Men’s tennis suffers against Duquesne with 7–2 defeat
For the third time this season, Carnegie Mellon set out to face a non-Division III opponent, this time coming in the form of Duquesne University. The final count, 7–2, belied a series of close-fought matches, a few of which were decided with tiebreakers. The Carnegie Mellon team picked up its two wins in No. 1 singles and No. 3 doubles by sophomore Abhishek Alla and the team of sophomore Paul Okuda and first-year Kiril Kirkov, respectively. In the end, though, Carnegie Mellon could not pull out the victory over tough competition.
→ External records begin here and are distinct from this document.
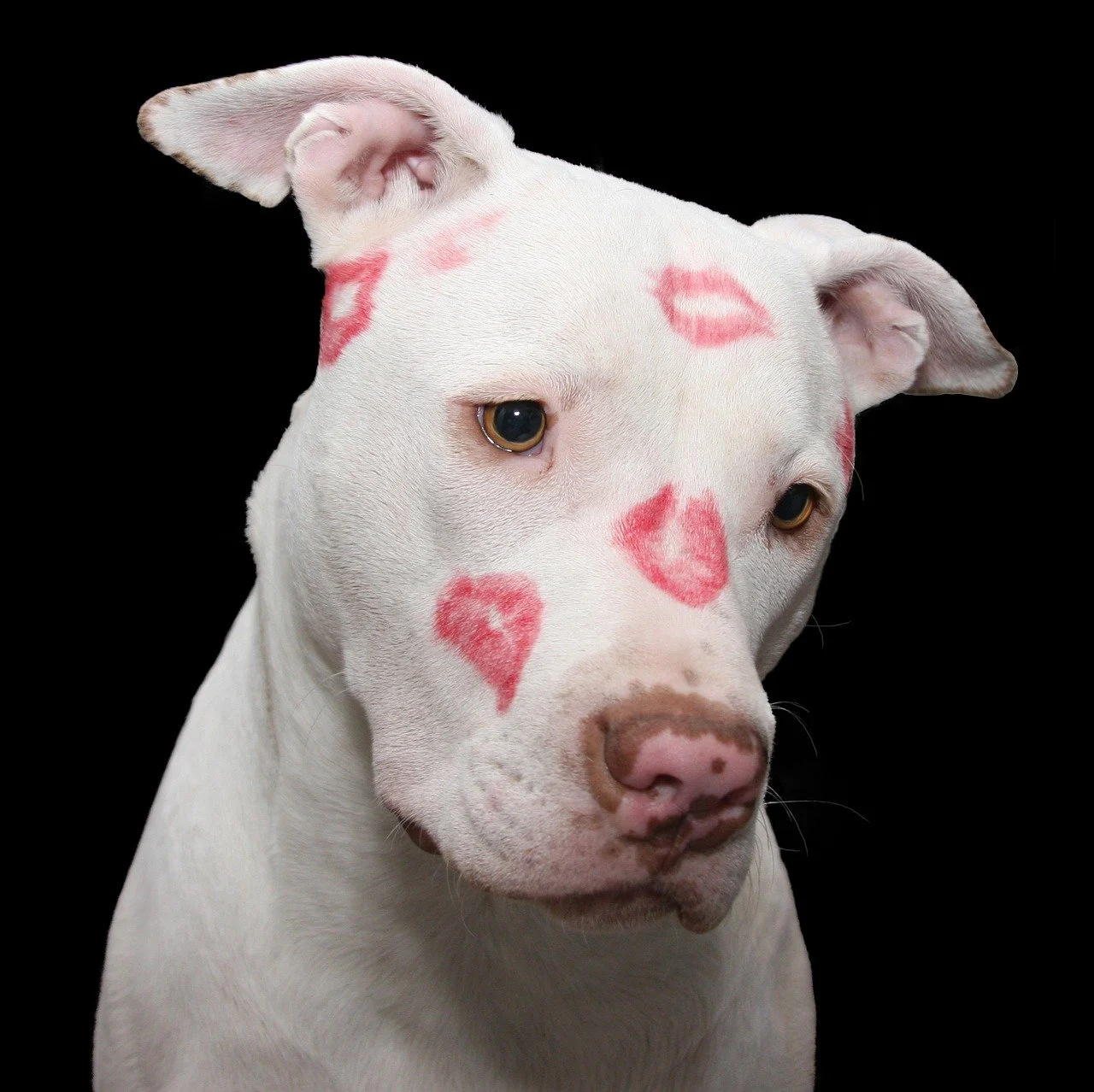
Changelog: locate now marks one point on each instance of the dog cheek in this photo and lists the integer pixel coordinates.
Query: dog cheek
(492, 621)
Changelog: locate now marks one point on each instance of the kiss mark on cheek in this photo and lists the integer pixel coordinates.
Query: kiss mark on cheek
(680, 552)
(844, 441)
(686, 295)
(449, 249)
(492, 621)
(347, 303)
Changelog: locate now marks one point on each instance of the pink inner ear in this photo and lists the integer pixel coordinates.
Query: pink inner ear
(343, 153)
(882, 342)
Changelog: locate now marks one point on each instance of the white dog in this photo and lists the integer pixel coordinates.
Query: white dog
(557, 500)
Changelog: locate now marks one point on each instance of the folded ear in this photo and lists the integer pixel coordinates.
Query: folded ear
(899, 320)
(363, 144)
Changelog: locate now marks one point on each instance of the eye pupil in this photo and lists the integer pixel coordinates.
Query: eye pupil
(518, 421)
(513, 426)
(794, 507)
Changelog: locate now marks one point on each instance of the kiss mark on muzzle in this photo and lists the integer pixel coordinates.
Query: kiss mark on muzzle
(492, 621)
(348, 303)
(682, 553)
(738, 314)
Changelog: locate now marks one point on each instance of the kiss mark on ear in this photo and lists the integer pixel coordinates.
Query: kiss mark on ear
(492, 621)
(347, 303)
(844, 441)
(737, 313)
(449, 249)
(682, 553)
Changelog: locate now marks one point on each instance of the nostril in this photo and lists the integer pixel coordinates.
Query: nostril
(662, 786)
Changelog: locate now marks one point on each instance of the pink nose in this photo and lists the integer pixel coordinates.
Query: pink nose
(685, 771)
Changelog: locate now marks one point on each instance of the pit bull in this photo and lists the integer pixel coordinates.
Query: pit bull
(473, 796)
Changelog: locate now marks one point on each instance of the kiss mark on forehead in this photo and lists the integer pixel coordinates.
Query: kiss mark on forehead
(450, 248)
(844, 441)
(680, 553)
(492, 621)
(347, 303)
(709, 307)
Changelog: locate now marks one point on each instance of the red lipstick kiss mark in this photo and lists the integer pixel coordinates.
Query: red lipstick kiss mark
(492, 621)
(347, 303)
(448, 250)
(844, 441)
(694, 568)
(744, 319)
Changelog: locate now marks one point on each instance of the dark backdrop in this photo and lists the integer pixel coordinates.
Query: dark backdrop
(913, 682)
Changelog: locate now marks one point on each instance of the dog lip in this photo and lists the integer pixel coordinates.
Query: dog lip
(415, 831)
(421, 836)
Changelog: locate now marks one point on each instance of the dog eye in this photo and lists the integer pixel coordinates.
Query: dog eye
(513, 426)
(796, 506)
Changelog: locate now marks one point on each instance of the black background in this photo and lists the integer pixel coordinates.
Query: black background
(906, 850)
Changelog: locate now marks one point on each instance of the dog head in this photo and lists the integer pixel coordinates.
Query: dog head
(568, 474)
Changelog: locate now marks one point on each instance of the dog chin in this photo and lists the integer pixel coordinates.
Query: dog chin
(609, 911)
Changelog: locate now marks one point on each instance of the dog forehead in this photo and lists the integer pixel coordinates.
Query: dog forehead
(562, 267)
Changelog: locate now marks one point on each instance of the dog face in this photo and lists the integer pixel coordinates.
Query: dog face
(568, 473)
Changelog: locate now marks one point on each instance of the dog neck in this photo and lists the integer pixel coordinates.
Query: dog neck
(399, 929)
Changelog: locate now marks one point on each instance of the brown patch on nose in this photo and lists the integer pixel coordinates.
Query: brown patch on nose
(612, 739)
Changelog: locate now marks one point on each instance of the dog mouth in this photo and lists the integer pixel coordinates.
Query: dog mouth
(418, 835)
(609, 909)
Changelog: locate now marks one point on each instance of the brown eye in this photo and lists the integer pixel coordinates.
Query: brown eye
(794, 507)
(513, 426)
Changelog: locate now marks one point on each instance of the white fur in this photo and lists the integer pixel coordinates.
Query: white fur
(277, 931)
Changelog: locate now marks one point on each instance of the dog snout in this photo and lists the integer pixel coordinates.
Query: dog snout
(676, 768)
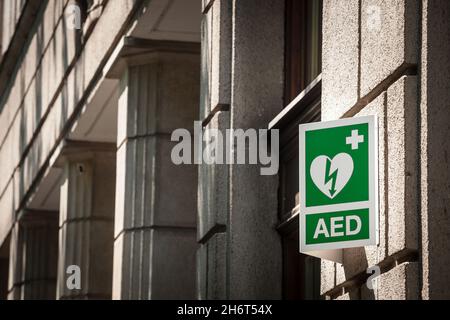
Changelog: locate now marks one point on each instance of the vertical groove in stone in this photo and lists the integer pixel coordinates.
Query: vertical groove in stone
(153, 109)
(86, 226)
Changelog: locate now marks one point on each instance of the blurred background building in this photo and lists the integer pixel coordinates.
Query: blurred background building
(91, 90)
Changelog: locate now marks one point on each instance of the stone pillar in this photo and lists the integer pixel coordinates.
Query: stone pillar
(87, 220)
(33, 257)
(370, 58)
(154, 249)
(242, 88)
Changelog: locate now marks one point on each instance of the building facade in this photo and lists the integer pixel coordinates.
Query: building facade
(92, 205)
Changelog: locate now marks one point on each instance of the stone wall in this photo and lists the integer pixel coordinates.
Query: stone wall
(375, 64)
(242, 87)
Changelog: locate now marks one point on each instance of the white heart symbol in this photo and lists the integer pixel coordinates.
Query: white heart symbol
(331, 176)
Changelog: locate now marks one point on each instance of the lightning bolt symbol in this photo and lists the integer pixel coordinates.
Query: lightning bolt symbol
(331, 176)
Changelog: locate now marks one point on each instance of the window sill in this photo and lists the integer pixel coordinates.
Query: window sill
(298, 106)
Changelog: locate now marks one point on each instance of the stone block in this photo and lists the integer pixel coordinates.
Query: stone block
(340, 57)
(221, 34)
(389, 36)
(160, 96)
(146, 194)
(205, 66)
(400, 283)
(327, 276)
(155, 264)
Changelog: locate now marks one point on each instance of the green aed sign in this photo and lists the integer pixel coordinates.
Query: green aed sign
(338, 184)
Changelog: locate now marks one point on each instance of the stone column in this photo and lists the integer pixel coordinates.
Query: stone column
(87, 220)
(154, 249)
(33, 257)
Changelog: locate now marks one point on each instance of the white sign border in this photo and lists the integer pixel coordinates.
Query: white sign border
(372, 204)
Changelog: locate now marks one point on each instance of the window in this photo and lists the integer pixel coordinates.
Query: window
(301, 273)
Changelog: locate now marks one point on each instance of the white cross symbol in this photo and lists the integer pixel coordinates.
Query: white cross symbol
(355, 139)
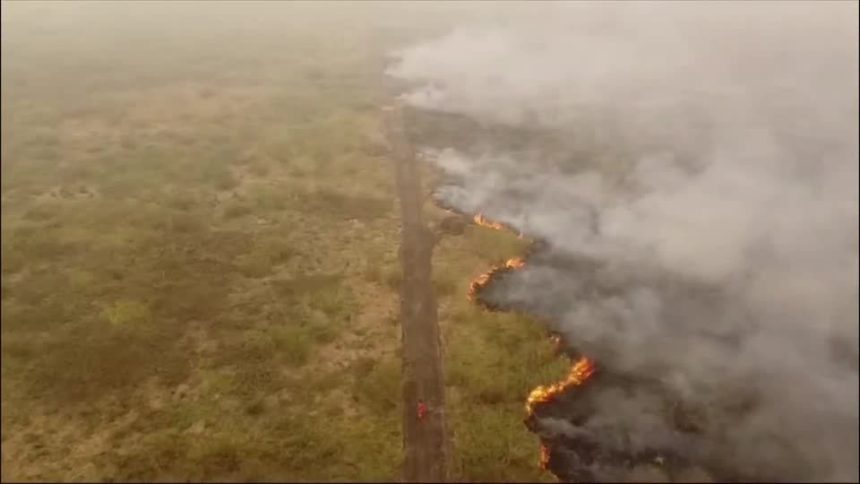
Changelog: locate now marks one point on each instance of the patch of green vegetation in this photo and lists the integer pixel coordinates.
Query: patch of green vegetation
(198, 234)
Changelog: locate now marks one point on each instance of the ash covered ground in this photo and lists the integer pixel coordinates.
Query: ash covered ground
(691, 174)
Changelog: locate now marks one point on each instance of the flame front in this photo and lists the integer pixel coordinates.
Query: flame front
(482, 280)
(544, 457)
(579, 372)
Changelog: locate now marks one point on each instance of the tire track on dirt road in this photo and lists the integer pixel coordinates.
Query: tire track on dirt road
(425, 439)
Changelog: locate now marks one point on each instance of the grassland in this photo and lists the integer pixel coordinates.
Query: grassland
(199, 260)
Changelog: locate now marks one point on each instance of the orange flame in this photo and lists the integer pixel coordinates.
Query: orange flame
(485, 222)
(482, 280)
(579, 372)
(544, 457)
(556, 342)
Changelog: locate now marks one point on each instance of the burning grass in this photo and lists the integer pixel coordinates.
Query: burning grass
(580, 371)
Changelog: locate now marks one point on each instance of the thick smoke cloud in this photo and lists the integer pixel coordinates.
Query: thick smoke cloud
(704, 159)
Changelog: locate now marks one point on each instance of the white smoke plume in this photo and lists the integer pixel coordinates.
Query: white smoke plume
(710, 145)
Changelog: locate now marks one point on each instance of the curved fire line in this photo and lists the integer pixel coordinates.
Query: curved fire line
(582, 368)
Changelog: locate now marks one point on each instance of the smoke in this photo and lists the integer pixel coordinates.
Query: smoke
(693, 169)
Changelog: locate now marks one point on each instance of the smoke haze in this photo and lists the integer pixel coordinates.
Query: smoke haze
(696, 166)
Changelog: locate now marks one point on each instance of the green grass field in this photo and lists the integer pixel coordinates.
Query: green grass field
(199, 258)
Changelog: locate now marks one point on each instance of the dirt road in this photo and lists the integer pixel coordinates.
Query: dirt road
(425, 440)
In one of the matches decided by a second set tiebreaker, No. 5 singles first-year Kenny Zheng put up a fight before losing a tough set. After the match, he showed resolve saying, “It’s disappointing to lose a close match. When a match is that close it comes down to mental toughness, and he was just mentally tougher than I was on the big points. That’s something I need to work on going forward.”
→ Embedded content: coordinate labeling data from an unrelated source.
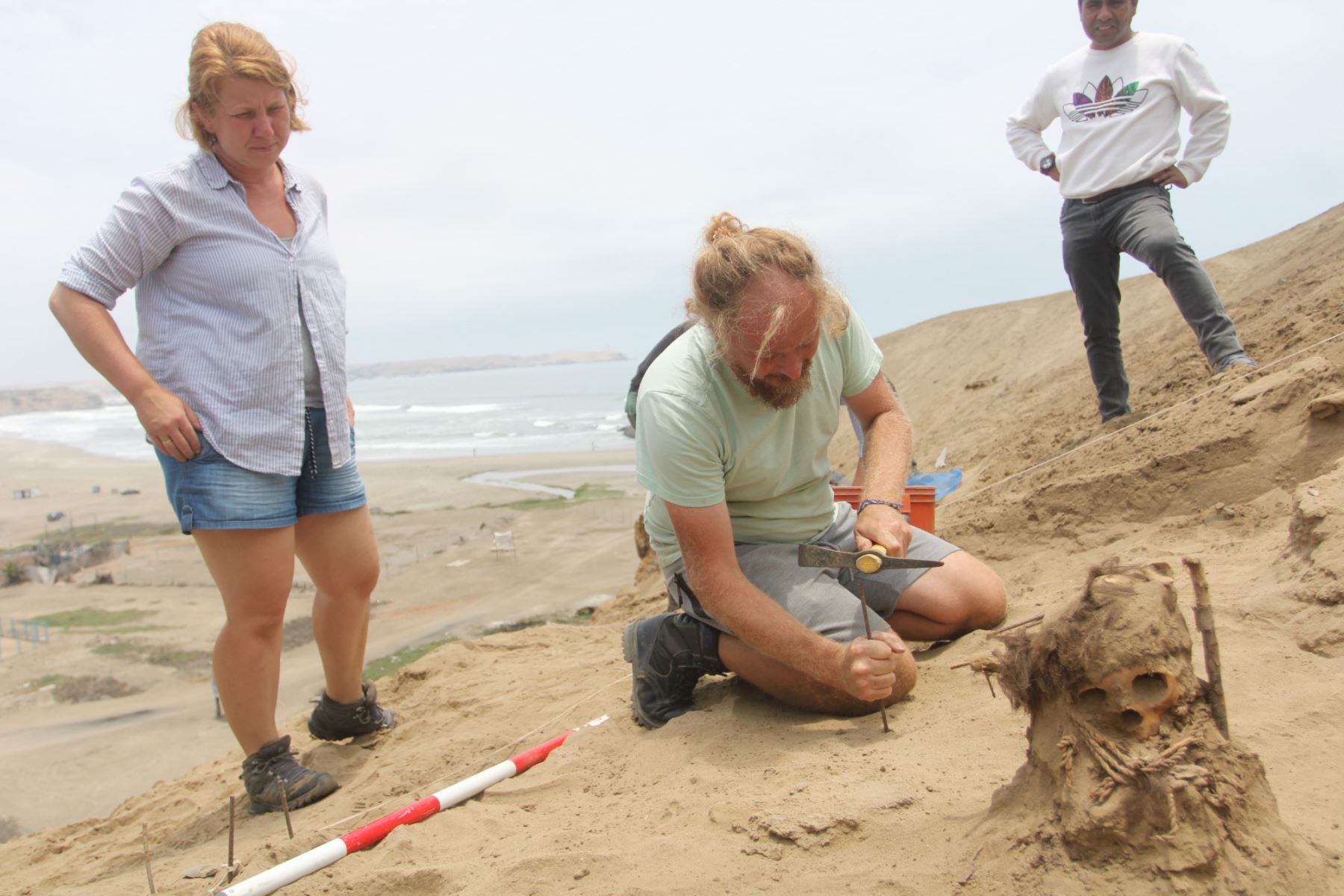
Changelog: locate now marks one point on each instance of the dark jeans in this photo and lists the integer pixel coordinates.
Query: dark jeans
(1137, 222)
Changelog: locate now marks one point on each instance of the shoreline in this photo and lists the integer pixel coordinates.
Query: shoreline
(440, 578)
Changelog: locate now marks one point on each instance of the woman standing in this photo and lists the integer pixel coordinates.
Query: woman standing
(240, 383)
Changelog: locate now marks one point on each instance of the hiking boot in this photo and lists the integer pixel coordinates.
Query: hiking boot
(334, 721)
(668, 653)
(273, 768)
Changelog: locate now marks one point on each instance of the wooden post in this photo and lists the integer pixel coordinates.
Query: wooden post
(144, 840)
(284, 803)
(1204, 622)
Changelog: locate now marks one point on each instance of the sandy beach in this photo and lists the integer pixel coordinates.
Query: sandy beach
(742, 795)
(441, 578)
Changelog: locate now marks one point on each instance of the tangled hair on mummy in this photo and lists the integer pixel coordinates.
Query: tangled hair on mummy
(732, 255)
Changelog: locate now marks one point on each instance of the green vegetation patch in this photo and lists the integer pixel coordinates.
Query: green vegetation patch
(391, 662)
(87, 688)
(172, 656)
(37, 684)
(93, 617)
(586, 492)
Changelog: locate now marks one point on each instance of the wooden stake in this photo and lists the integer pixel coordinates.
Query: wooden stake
(867, 628)
(1018, 625)
(1204, 622)
(144, 841)
(284, 803)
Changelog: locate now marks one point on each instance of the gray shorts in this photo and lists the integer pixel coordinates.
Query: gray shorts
(826, 601)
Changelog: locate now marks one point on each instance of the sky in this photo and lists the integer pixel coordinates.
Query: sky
(535, 176)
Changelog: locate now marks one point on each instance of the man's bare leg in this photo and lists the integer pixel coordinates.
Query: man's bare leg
(949, 601)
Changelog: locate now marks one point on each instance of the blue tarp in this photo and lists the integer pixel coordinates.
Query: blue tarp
(945, 482)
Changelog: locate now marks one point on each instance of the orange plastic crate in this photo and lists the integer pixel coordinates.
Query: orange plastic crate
(917, 503)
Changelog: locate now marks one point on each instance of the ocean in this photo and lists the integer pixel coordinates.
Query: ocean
(524, 410)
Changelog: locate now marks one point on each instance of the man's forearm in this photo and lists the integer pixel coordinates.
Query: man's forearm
(886, 453)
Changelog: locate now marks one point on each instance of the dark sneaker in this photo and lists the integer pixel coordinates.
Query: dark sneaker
(668, 653)
(334, 721)
(273, 768)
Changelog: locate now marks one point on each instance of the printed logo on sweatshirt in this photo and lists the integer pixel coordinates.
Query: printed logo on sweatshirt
(1107, 100)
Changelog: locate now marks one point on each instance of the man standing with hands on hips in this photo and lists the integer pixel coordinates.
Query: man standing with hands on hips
(1119, 101)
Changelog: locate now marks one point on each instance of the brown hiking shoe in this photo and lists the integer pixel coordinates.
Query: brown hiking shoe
(273, 768)
(334, 721)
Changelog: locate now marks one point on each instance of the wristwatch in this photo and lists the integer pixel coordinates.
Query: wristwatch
(867, 501)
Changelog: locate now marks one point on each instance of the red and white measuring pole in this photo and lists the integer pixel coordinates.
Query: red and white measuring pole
(334, 850)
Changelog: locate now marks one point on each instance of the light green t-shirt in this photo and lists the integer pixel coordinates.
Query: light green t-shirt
(702, 438)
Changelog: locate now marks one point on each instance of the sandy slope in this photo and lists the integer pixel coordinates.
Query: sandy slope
(749, 797)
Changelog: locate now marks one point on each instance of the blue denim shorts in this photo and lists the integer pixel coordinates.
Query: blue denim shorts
(210, 492)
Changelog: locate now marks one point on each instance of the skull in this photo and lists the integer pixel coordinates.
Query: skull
(1130, 702)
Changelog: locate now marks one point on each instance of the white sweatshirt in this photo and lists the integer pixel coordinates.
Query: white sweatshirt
(1120, 114)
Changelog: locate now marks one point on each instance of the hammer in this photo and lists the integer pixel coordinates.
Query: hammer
(863, 563)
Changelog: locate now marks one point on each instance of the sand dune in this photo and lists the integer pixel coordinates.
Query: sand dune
(745, 795)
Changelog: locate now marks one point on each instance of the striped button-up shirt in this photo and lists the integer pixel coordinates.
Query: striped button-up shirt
(218, 304)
Zheng’s loss was just one in a day full of close defeats, but the takeaway from a day like this is that Zheng, as well as the rest of the team, played hard, and that a few key bounces might have swung some of the matches.
Alla was impressive, winning his round in two matches and providing one of the few major bright spots on the day for Carnegie Mellon. He picked up his second consecutive individual match, which adds to his recent wins in the USTA/ITA National Small College Championships in October and the USTA/ITA Southeast Regional Championships at the end of September. The regional tournament saw Carnegie Mellon produce three out of four semifinalists — first-year Kenny Zheng, junior Christian Heany-Secord, and the champion.
With only two games in the books in the spring portion of the season, Carnegie Mellon has beaten one Division I opponent and lost to another. After much success in the fall portion of the season, Carnegie Mellon now stands at 5–2 on the season. They have a long break to regroup before they play West Virginia Wesleyan College and can try to get back on track on Feb. 22.